This season, Stefano Pilati seemed to be content to go with the flow, and embrace Yves Saint Laurent's past.
Sometimes, designing for Yves Saint Laurent must feel like having a goody-two shoes older brother, a Golden Child who can do no wrong. After all, you're inevitably standing in the shadows of one of the greatest fashion legacies of the twentieth century - it could be difficult to shoulder the burden.

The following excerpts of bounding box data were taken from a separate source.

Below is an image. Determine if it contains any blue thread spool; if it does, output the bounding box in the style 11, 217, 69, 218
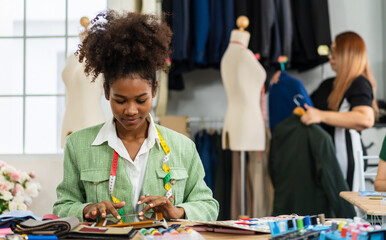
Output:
296, 218, 304, 230
303, 216, 311, 227
310, 215, 318, 225
331, 222, 338, 231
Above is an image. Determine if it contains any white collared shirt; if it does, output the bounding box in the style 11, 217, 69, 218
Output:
91, 114, 160, 212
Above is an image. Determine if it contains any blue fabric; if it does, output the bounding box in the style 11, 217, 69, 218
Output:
207, 0, 223, 64
192, 0, 210, 64
209, 133, 218, 185
171, 0, 190, 60
195, 130, 213, 189
269, 71, 314, 132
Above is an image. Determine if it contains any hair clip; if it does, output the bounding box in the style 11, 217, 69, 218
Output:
91, 12, 106, 24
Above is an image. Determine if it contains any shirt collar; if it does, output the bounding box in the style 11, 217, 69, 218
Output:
91, 113, 160, 148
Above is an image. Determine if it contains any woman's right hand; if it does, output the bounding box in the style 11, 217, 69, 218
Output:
83, 200, 125, 220
271, 71, 281, 84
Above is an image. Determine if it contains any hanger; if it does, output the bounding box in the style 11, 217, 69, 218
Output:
277, 56, 288, 71
293, 94, 306, 116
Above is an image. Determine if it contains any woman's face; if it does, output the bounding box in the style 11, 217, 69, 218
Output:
328, 42, 336, 72
105, 77, 157, 131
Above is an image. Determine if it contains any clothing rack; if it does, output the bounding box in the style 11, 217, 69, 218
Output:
188, 116, 224, 123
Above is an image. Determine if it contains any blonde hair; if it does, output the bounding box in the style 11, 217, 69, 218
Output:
327, 32, 378, 116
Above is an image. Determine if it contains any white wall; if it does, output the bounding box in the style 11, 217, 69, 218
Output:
168, 0, 386, 117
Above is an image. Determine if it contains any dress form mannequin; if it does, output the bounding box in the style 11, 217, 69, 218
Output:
61, 17, 105, 148
221, 16, 266, 151
221, 16, 266, 218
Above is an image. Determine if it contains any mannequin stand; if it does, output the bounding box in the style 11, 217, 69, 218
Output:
240, 151, 245, 216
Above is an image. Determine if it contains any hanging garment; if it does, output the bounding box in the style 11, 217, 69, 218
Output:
311, 76, 374, 191
269, 71, 313, 132
291, 0, 331, 71
207, 0, 224, 65
195, 129, 213, 189
269, 115, 356, 218
213, 134, 232, 220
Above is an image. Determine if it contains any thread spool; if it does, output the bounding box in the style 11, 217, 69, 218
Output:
318, 213, 326, 224
236, 15, 249, 32
351, 229, 359, 240
296, 218, 304, 230
303, 216, 311, 227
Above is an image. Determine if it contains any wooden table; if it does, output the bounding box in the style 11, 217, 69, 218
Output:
339, 191, 386, 227
133, 221, 271, 240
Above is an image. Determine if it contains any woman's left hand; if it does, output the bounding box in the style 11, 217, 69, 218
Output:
137, 196, 185, 219
300, 104, 323, 126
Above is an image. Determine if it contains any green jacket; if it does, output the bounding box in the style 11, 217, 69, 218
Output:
269, 115, 356, 218
53, 124, 219, 221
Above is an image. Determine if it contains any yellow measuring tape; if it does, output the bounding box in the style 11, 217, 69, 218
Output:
156, 128, 174, 203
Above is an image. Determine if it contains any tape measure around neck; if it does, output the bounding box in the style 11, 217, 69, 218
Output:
109, 125, 173, 206
156, 128, 174, 203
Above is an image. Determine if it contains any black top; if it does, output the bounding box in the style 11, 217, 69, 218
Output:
311, 76, 374, 137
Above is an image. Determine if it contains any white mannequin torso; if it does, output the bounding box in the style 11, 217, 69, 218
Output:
61, 55, 105, 148
221, 30, 266, 151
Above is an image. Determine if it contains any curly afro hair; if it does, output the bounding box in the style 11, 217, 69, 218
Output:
77, 10, 172, 91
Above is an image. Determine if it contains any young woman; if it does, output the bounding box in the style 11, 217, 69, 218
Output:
301, 32, 378, 190
53, 11, 219, 221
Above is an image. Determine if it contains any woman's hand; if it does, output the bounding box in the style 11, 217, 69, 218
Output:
271, 71, 281, 84
83, 200, 125, 220
300, 104, 323, 126
138, 196, 185, 219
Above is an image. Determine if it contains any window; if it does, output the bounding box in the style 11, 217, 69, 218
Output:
0, 0, 107, 154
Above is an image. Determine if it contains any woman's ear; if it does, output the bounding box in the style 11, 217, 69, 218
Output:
103, 83, 110, 101
152, 80, 158, 98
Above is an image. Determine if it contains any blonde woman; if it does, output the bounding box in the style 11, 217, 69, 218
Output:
301, 32, 378, 191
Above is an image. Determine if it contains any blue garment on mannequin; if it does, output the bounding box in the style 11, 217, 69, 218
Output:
269, 71, 314, 132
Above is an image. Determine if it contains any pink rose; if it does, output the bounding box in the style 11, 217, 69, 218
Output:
29, 172, 36, 178
9, 172, 20, 181
12, 184, 24, 196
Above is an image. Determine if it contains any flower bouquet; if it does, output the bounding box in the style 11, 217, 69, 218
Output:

This season, Stefano Pilati seemed to be content to go with the flow, and embrace Yves Saint Laurent's past. He printed the YSL house facade on his invitations, and showed his collection in the childhood home of one of Saint Laurent's most passionate and devoted clients, Marie-Hélène de Rothschild - you can't get much more comfortable than that. That bears mention because YSL's history has been a prickly subject for him of late - last season he scissored holes under the arms of pristine YSL jackets, and for last spring he seemed to caricature couture, reinterpreting Yves' framboise-strewn blouses as curtain-hemmed peasant dresses and leather-appliqued skirts left to unravel. If the latter was about confusion, and the former about protection, this collection seemed to be about safety - or at least, about offering pieces that were safely ensconced in the pantheon of fashion greats. Witness Pilati's take on the beyond-iconic YSL blouse, the trench, the jumpsuit, the peasant frock, the chiffon gown. All design classics, all house classics, all present and very very correct. Certainly it didn't seem as if Pilati was trying to push our buttons while thumbing his nose at the house's heritage anymore (an ambidextrous feat, which maybe explains a few of his slip-ups). Instead, Pilati followed the flow for S/S 2011 and paid homage to Saint Laurent.
It was a refreshing change of pace, but at times it felt perhaps a little too safe, as if Pilati was reverentially towing the party line and paying his dues. Those garments, as I said, are so classic to be standard reference-points in fashion now, and many of them have been riffed on by designers across the world for next season. Pilati's versions this season were wonderful reminders of how masterful Saint Laurent's eye was - and many, many women will want to wear what he offered on his catwalk - but did they tell us anything about the terribly talented Mr Pilati? Did they take us anywhere new? Yves Saint Laurent today is equal parts master past and master present, and it is Pilati's eye rather than the house's archives that will take us into the future. Ultimately, this profoundly, even prosaically, safe collection would have benefitted from some of Pilati's danger.